I want to take part of a website and show it in my website.

I found a wordpress plugin that would do the job and I have tried it, it works great. But my problem is that I dont use wordpress and want to use the script in a php file.
utd.hu/simple-and-easy-to-use-plugin-to-show-a-part-of-another-website-on-your-page
This is were I found the plugin.

I think this is the code that I need to use in my php file. Problem is, I dont know how I should insert everything, because when its in wordpress you just use a shortcode.

So I need your help to show me were I should insert the URL, the starting tag, and the ending tag. Also showing me how the script should look in my php file so that it works.

	

	$myurlstring = $url['url']; 
	$sample1=str_replace('>','>',str_replace('<','<',$url['sample1']));
	$sample2=str_replace('>','>',str_replace('<','<',$url['sample2']));
	$prefix=str_replace('>','>',str_replace('<','<',$url['prefix']));
	$suffix=str_replace('>','>',str_replace('<','<',$url['suffix']));
	$rfrom=str_replace('>','>',str_replace('<','<',$url['replace_from']));
	$rto=str_replace('>','>',str_replace('<','<',$url['replace_to']));
	$ckfile = tempnam ("/tmp", "CURLCOOKIE");
	$ch = curl_init ($myurlstring);
	curl_setopt ($ch, CURLOPT_COOKIEJAR, $ckfile); 
	curl_setopt ($ch, CURLOPT_RETURNTRANSFER, true);
	$output = curl_exec ($ch);

	$ch = curl_init ($myurlstring);
	//curl_setopt ($ch, CURLOPT_POST, 1); 
	//curl_setopt ($ch, CURLOPT_POSTFIELDS, "sType=Vehicle+VIN&vtype=A&vin=".$vinnumber); 
	curl_setopt ($ch, CURLOPT_COOKIEFILE, $ckfile); 
	curl_setopt ($ch, CURLOPT_RETURNTRANSFER, true);
	$all = curl_exec ($ch);
	$dfpos=@strpos($all,$sample1);	
	$depos=@strpos($all,$sample2,$dfpos);

	$div=$prefix.substr($all,$dfpos,$depos-$dfpos).$suffix;
	$div=str_replace($rfrom,$rto,$div);
	echo $div;
	curl_close ($ch);


I will be thankful for any help.

Hi,
Try to use HTML Dom Library.There is a function called
loadHtmlFile().With this you can get the source code of any file.After that you can edit to whatever you want to display.

Certainly when starting out with something like this, do it in 2 operations.

1 get the file, cache it
2 extract what you want

actually its 3…

3 delete the old file

Try it this way because there is so much that can go wrong with each operation (latency, cookie acceptance, negotiating redirects then dom traversal and data lifting from the source), you need to zoom in on where the error lies.

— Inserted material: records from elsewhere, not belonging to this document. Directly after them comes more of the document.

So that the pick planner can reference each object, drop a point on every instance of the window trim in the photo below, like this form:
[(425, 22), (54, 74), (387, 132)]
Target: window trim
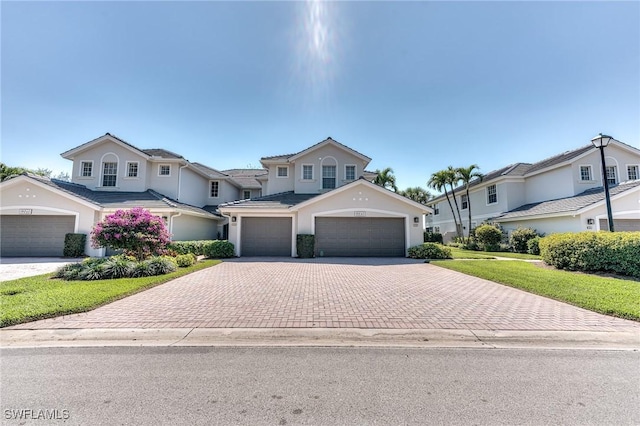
[(591, 176), (137, 176), (312, 172), (278, 168), (211, 182), (487, 194), (160, 166), (334, 177), (637, 166), (355, 172), (115, 183), (462, 202), (81, 171), (616, 176)]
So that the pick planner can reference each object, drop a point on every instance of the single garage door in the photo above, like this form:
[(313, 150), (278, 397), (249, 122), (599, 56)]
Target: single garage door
[(621, 225), (354, 236), (266, 236), (34, 235)]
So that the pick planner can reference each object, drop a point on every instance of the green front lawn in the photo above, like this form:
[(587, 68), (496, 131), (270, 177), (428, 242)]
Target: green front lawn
[(39, 297), (610, 296)]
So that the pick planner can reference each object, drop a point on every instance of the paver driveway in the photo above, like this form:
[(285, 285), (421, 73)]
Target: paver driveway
[(360, 293)]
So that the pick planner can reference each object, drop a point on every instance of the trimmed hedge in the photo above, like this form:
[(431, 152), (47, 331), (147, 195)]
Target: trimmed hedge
[(617, 252), (305, 244), (74, 245), (218, 249), (430, 251)]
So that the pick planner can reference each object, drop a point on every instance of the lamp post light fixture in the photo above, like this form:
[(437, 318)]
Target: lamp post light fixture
[(600, 142)]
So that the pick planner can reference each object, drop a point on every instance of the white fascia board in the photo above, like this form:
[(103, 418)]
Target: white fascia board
[(69, 155), (26, 179), (364, 182)]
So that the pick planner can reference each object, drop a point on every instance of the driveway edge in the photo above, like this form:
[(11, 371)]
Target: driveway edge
[(321, 337)]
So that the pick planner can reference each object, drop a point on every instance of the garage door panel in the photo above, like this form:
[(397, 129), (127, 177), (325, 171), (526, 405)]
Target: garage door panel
[(367, 237), (266, 236), (34, 235)]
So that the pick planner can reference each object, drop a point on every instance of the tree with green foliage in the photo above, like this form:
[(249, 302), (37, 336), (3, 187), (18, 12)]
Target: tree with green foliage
[(136, 231), (439, 181), (417, 194), (466, 175), (386, 179)]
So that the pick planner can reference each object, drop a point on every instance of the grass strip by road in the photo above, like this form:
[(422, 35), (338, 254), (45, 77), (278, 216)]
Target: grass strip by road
[(459, 253), (609, 296), (39, 297)]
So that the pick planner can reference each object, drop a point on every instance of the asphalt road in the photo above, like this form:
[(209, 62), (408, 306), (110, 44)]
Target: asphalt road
[(320, 386)]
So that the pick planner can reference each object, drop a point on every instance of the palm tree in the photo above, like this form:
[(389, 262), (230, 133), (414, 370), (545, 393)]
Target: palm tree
[(439, 181), (417, 194), (386, 179), (453, 179), (466, 175)]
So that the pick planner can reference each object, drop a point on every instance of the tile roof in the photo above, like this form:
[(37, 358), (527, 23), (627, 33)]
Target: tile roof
[(283, 200), (285, 157), (211, 172), (119, 199), (568, 204)]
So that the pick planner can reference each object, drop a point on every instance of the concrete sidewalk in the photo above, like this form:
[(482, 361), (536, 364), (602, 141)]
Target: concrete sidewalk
[(315, 337)]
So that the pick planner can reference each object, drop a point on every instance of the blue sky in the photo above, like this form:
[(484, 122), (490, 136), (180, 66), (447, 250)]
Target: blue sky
[(416, 86)]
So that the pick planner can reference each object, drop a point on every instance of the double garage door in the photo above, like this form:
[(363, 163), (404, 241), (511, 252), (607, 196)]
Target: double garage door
[(354, 236), (34, 235), (335, 237)]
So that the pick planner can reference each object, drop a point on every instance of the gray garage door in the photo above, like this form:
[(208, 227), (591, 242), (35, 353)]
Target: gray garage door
[(621, 225), (266, 236), (34, 235), (351, 236)]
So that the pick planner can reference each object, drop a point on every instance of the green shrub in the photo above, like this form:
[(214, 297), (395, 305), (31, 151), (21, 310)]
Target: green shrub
[(118, 267), (305, 245), (185, 247), (74, 245), (533, 246), (520, 237), (430, 251), (218, 249), (489, 237), (161, 265), (616, 252), (432, 237), (186, 260)]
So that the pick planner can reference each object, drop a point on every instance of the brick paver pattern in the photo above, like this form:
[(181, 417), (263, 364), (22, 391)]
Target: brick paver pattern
[(344, 293)]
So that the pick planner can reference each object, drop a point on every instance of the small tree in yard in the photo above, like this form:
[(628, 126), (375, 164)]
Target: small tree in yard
[(136, 231), (489, 236)]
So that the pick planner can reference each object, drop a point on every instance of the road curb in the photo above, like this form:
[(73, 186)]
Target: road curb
[(321, 337)]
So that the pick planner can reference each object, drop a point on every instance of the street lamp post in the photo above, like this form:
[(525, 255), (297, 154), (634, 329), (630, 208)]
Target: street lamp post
[(600, 142)]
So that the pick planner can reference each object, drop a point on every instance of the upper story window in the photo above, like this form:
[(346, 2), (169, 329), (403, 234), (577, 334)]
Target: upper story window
[(215, 189), (585, 173), (307, 171), (164, 170), (86, 169), (283, 171), (350, 172), (492, 194), (132, 169), (109, 174), (328, 177), (464, 201), (612, 175)]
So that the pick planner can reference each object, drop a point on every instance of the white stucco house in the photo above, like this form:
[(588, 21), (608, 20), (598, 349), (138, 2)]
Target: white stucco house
[(322, 190), (563, 193)]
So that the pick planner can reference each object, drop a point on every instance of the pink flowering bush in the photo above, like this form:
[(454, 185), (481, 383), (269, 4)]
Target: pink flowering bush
[(136, 231)]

Divide and conquer.

Off Topic:

If you are doing this without permission you should contact them first and ask, then put it to them they provide a data feed in the way of an API or downloads. What country you in?

Is there any ready made script that I can use or any tutorial.

I would rather want to use the the wordpress plugin script since I have tested it and it works exactly like I want. But since i’m not doing it in wordpress I dont know where to insert all the variables,( like url, start tag, end tag e.t.c.) and how to make it work outside of wordpress.